Anderson said the encounter happened at about 10 p.m. in one of the school’s science buildings.

Police have described the suspect as having a slim build, between 5’9 and 5’11 with olive skin, no accent, and dark eyes and eyebrows. At the time of the encounter, he was also wearing “dark dress pants, dark shoes, and a three-quarter length puffy jacket with black gloves,” according to the Imprint.

Waterloo Police Service sergeant Gregg Fiss said they have received further tips on the individual but details cannot be released at this time.

“We’ve released the description in hopes that we’ll generate some more feedback from students and the community,” Fiss said. “There’s not much  more we can say at the moment.”

The issue has been the centre of much debate, since police are currently saying the attacks cannot be charged as hate crimes. Fiss said that “there’s nothing to indicate that the incidents are on the threshold of a hate crime according to the Canadian criminal code,” Fiss said.  

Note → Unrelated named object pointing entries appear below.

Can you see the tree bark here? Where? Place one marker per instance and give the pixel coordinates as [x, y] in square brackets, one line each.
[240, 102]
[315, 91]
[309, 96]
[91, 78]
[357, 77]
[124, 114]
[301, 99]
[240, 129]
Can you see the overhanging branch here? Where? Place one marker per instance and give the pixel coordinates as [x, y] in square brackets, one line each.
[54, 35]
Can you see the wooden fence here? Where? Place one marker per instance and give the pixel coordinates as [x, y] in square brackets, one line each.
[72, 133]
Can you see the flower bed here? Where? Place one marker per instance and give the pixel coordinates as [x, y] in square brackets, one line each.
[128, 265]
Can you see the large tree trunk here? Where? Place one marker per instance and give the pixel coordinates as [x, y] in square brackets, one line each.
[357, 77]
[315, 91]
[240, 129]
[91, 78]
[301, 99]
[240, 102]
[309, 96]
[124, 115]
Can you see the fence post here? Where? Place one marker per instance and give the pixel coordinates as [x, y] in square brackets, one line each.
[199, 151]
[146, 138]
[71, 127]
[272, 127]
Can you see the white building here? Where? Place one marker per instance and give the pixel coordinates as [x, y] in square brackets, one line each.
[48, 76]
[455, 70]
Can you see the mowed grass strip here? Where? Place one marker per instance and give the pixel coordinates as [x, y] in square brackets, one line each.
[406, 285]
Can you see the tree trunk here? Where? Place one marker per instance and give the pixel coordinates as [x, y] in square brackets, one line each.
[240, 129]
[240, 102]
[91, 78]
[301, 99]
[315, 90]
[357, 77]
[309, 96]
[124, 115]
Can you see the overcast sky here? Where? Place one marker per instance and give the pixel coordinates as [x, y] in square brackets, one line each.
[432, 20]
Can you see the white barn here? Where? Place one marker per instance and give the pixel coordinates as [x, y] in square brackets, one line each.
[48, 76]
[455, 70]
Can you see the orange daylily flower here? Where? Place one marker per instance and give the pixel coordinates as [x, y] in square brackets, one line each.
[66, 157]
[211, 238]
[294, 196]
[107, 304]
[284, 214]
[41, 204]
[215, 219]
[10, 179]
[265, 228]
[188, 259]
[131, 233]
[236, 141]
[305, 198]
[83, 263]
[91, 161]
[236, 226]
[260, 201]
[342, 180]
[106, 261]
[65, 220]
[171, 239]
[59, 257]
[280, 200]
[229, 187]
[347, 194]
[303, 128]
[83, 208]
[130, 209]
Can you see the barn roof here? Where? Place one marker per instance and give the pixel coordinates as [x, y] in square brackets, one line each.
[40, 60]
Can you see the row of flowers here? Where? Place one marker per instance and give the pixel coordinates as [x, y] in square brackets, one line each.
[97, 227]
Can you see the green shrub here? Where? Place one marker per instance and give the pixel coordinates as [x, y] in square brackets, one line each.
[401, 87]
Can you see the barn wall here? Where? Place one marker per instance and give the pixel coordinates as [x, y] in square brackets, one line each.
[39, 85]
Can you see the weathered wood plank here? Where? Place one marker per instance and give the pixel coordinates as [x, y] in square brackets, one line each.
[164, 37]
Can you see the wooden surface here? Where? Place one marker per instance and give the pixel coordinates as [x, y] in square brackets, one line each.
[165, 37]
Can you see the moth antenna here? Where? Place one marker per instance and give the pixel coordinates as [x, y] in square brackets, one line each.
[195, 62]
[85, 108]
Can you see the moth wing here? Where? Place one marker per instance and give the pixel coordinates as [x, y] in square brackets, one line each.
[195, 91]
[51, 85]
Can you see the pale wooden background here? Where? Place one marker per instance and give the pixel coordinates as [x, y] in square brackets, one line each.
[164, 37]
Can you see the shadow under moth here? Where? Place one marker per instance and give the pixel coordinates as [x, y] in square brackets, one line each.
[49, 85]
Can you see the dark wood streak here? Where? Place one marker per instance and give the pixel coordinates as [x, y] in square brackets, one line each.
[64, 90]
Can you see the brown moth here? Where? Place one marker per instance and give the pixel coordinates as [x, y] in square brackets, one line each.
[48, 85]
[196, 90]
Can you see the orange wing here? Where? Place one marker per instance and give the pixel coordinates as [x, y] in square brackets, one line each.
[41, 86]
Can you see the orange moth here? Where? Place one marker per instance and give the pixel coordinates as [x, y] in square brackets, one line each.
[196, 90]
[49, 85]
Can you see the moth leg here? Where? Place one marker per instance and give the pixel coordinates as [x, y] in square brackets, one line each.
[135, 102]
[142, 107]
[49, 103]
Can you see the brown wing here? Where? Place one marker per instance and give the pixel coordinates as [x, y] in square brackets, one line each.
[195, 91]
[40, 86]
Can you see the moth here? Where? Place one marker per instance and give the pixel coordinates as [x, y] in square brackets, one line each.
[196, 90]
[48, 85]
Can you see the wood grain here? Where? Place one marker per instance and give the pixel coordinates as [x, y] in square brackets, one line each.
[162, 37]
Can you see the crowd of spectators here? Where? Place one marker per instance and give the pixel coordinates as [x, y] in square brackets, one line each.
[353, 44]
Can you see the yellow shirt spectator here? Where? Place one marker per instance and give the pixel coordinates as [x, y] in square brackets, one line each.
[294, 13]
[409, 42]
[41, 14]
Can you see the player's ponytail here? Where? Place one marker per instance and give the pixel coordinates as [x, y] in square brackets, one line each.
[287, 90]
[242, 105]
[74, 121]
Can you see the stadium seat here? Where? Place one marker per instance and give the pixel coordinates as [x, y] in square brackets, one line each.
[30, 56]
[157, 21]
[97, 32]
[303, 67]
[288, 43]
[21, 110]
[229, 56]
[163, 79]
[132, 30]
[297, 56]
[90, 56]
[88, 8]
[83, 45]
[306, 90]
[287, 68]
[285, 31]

According to the Kitchener Record hate crimes only cover, race, religion and sexual orientation, but according to an article published in Maclean’s, section 319 of the Criminal Code , which addresses hate crimes says “everyone who, by communicating statements in any public place, incites hatred against any identifiable group where such incitement is likely to lead to a breach of the peace” is committing a hate crime.

Last week, a new poster began circulating containing a photo of Marie Curie, linking her to the recent disaster at the Fukushima Nuclear Plant in Japan. The poster read “First she took Hiroshima and now she takes Fukushima. The devil always takes Manhattan before he takes Berlin!”